From: Alex Milowski <alex@milowski.org>
Date: Fri, 6 Jul 2007 07:25:49 -0700
To: public-xml-processing-model-wg@w3.org
Message-ID: <28d56ece0707060725j17fbd3bob0390807d67abab9@mail.gmail.com>
On 7/6/07, Norman Walsh <ndw@nwalsh.com> wrote:
> / Innovimax SARL <innovimax@gmail.com> was heard to say:
> | I think Murray is right in many sense
> |
> | 1) we need to be consistent on the use of "load-like" component
>
> I think our consistent story should be "use XML". There are, at the
> moment, only two places where it seems to me that we might want to
> make special rules for supporting HTML content: in http-request
> (because the pipeline author has essentially no control over what
> comes back) and in unescape-markup (because it's broken by design).
>
> If we can't draw a relatively small, clear boundary around the areas
> where we're going to provide special support, then I'll probably feel
> better if we don't do anything at all.
>
> | 2)...but we need to take care, that the user should be able to know
> | that the input was "changed" to be processed
>
> I don't really understand this concern. We're only making the changes
> that the user requests. If they don't request any, we won't make any.
>
> 1. User runs unescape markup without asking for special support.
>    a. The escaped markup is WF XML, life is good
>    b. The escaped markup is not WF XML, step fails
>
> 2. User runs unescape markup and *asks for* special support.
>    a. The escaped markup is WF XML, life is good
>    b. The escaped markup is not WF XML, step fixes it so it's WF XML
>
> Likewise,
>
> 3. User runs http-request without asking for special support.
>    a. What comes back is WF XML, life is good
>    b. What comes back is not WF XML, step fails
>
> 4. User runs http-request and *asks for* special support.
>    a. What comes back is WF XML, life is good
>    b. What comes back is not WF XML, step fixes it so it's WF XML

I had imagined that:

   * http-request doesn't have special support for non-XML media types.
   * http-request already supports returning non-XML media types.  If the
     content type is not a text media type, you get base64 encoded content
   * you then need to run unescape-markup on the c:body element returned
     by http-request.

Given that any "application/.." media type will be encoded as base64, we
probably need to add a "encoding" option to unescape-markup so that
we can decode base64 content.   We'll also need a charset parameter as
well as support for the charset parameter on content type.

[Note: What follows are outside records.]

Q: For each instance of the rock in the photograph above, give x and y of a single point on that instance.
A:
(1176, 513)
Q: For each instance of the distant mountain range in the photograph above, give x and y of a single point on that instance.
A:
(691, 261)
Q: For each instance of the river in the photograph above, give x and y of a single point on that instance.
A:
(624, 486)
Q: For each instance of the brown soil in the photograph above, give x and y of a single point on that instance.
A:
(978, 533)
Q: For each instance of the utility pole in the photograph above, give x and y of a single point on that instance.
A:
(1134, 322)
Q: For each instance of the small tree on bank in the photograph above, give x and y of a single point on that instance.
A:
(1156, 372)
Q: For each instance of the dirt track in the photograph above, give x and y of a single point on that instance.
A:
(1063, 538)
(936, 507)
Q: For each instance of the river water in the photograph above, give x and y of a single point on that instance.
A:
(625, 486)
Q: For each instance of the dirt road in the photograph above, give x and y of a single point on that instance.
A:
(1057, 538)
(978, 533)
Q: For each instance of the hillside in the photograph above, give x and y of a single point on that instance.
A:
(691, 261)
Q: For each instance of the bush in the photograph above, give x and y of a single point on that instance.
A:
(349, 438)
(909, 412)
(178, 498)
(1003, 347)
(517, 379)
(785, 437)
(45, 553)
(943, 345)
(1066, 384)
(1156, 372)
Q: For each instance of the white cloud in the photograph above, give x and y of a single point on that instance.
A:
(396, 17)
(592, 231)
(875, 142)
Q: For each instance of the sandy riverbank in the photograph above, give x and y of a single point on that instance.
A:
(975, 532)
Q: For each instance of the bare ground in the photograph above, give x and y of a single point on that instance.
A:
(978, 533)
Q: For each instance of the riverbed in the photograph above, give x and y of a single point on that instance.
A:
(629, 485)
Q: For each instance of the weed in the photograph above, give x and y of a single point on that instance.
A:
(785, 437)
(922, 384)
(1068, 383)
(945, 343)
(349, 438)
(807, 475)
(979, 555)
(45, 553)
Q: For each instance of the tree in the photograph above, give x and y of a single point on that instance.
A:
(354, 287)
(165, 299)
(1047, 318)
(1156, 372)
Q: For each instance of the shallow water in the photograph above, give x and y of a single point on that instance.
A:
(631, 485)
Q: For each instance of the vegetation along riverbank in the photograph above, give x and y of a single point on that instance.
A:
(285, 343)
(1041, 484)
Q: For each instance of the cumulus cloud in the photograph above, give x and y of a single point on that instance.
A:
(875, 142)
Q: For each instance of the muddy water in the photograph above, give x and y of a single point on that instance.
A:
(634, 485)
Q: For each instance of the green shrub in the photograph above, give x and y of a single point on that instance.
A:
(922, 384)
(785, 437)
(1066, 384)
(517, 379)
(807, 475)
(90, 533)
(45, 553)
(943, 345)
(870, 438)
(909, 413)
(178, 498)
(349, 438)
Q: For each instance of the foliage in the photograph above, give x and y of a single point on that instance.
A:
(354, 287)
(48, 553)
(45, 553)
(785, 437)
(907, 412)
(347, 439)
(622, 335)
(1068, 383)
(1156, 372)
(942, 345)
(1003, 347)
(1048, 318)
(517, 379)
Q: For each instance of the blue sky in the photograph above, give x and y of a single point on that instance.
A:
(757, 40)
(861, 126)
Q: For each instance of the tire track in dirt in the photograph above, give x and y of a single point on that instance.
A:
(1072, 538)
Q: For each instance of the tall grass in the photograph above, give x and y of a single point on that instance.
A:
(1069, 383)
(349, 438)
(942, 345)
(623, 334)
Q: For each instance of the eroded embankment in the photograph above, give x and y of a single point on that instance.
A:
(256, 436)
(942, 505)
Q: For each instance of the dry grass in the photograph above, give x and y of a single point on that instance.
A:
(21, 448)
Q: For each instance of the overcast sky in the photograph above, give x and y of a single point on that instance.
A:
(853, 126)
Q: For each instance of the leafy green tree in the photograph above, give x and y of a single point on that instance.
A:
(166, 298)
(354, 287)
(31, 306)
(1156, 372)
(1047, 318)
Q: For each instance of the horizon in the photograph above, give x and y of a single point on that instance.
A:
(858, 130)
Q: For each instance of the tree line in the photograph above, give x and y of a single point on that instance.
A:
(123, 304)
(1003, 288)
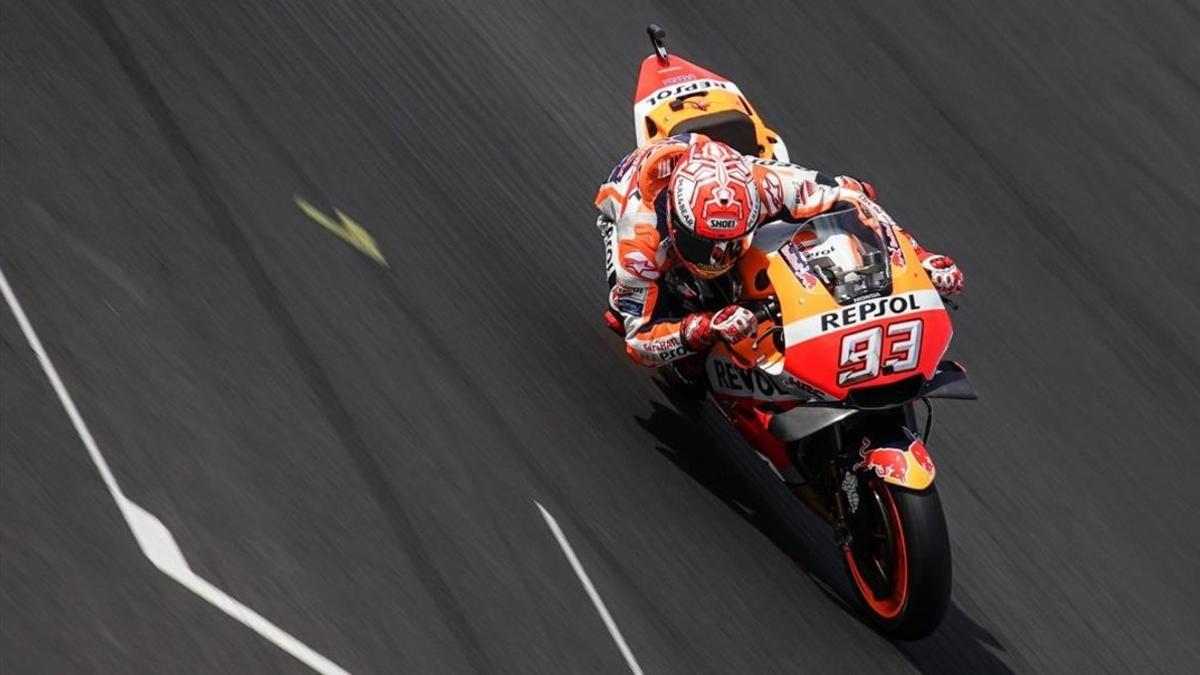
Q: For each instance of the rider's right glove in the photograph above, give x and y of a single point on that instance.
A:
(730, 324)
(945, 274)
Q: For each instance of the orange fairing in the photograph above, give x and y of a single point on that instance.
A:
(682, 96)
(873, 342)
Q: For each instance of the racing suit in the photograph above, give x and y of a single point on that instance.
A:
(639, 252)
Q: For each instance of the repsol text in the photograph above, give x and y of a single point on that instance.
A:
(870, 310)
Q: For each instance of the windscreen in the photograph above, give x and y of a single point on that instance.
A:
(843, 251)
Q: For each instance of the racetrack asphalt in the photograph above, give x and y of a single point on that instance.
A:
(358, 452)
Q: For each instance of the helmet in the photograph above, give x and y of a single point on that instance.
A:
(713, 207)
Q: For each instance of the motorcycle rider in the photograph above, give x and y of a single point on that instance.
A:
(694, 202)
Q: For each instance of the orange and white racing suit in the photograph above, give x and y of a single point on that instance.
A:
(639, 252)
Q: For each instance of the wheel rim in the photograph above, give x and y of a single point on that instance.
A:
(877, 560)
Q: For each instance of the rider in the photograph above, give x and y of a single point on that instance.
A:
(696, 202)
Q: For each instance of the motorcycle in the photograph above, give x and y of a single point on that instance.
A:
(851, 339)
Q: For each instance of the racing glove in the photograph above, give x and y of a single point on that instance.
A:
(945, 274)
(730, 324)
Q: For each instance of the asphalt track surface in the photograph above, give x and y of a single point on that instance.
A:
(355, 452)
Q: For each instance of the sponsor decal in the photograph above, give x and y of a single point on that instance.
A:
(729, 378)
(773, 193)
(679, 78)
(893, 463)
(886, 463)
(870, 310)
(689, 87)
(628, 300)
(665, 348)
(637, 263)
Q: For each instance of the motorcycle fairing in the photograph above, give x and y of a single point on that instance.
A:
(816, 327)
(679, 96)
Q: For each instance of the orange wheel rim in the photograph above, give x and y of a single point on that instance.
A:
(891, 604)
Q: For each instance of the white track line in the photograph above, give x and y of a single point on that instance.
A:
(592, 590)
(151, 535)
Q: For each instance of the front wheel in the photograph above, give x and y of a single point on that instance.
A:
(899, 559)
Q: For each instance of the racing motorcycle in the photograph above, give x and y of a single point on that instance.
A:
(851, 339)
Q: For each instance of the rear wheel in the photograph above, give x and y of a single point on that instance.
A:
(899, 559)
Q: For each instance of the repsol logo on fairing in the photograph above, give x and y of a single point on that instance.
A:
(870, 310)
(729, 378)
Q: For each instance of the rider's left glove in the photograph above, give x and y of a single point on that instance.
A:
(730, 324)
(945, 274)
(735, 323)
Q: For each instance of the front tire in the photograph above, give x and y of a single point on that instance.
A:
(899, 559)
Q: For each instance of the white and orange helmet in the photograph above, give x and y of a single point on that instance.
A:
(713, 207)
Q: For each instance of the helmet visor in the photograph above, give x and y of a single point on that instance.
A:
(708, 257)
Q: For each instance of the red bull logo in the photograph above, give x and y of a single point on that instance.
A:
(911, 467)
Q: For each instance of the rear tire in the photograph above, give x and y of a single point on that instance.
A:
(899, 563)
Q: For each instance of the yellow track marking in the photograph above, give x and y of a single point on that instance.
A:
(346, 230)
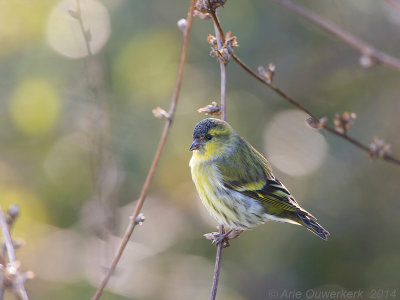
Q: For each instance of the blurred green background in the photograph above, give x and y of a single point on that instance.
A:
(77, 138)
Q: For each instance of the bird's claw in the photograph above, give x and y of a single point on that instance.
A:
(218, 238)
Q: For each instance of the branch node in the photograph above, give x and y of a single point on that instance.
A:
(379, 149)
(212, 109)
(160, 113)
(140, 219)
(315, 123)
(204, 8)
(225, 53)
(344, 121)
(269, 73)
(182, 24)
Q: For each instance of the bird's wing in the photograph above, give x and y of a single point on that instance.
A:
(249, 173)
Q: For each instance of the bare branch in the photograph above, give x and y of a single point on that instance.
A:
(220, 42)
(386, 156)
(12, 268)
(370, 53)
(171, 113)
(217, 267)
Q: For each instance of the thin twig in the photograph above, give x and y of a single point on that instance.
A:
(139, 205)
(386, 157)
(85, 32)
(217, 267)
(220, 40)
(19, 282)
(366, 49)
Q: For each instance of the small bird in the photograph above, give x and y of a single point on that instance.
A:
(236, 184)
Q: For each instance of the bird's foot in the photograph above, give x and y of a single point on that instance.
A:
(223, 238)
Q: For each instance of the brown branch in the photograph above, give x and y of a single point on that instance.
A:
(13, 265)
(134, 217)
(386, 157)
(220, 41)
(366, 50)
(217, 267)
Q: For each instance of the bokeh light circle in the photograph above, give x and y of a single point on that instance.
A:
(64, 33)
(35, 106)
(292, 146)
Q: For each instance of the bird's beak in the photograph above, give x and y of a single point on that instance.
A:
(195, 146)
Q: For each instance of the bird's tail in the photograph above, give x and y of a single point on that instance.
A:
(309, 222)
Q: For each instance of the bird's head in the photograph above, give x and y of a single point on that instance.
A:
(211, 137)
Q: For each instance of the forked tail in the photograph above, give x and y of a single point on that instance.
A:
(313, 226)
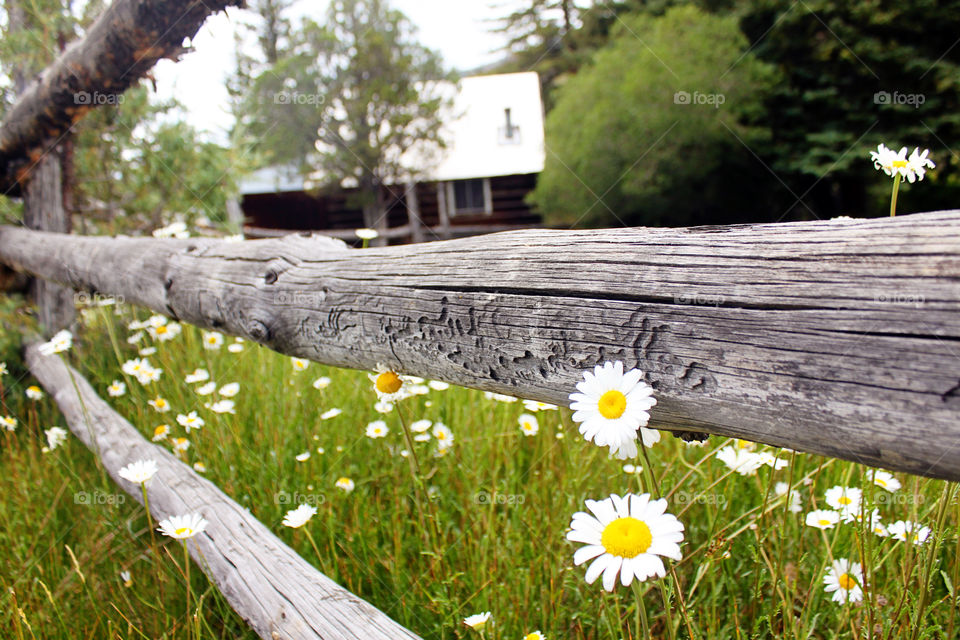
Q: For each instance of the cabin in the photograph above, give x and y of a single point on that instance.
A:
(477, 184)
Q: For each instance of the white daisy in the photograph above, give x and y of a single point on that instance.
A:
(611, 406)
(300, 516)
(139, 472)
(183, 527)
(625, 535)
(190, 421)
(885, 480)
(477, 621)
(822, 519)
(844, 580)
(198, 375)
(229, 390)
(377, 429)
(905, 530)
(528, 424)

So, if you had "application/stuff; charset=utf-8" returned and you wanted to
parse that as HTML, you could do:

<p:unescape-markup>
   <p:option name="charset" value="utf-8"/>
   <p:option name="encoding" value="base64"/>
   <p:option name="content-type" value="text/html"/>
</p:unescape-markup>

Similarly, you could pull the charset from the content-type returned by
the http-request in that http-request will return something like:

<c:http-request status="200">
<c:body content-type="application/stuff; charset=utf-8">
...
</c:body>
</c:http-request>

and so you'd do:

<p:unescape-markup>
   <p:option name="charset"
select="substring-after(/c:body/@content-type,'charset=')"/>
   <p:option name="encoding" value="base64"/>
   <p:option name="content-type" value="text/html"/>
</p:unescape-markup>

> I don't want to support anything special on load.
>
> My feeling is, if we support HTML on load, we'll have to support it on
> p:document. If we support HTML on load and document and unescape
> markup and http-request, why not support it on every step? If we
> support not WF XML on every step, how is this an XML pipeline
> language?

I was trying to avoid proliferation of content-type handling into all of our
steps.  One possibility for load is to do what http-request currently does
and return an element with encoded/escaped content.  The you can use
whatever step to process that non-XML into XML.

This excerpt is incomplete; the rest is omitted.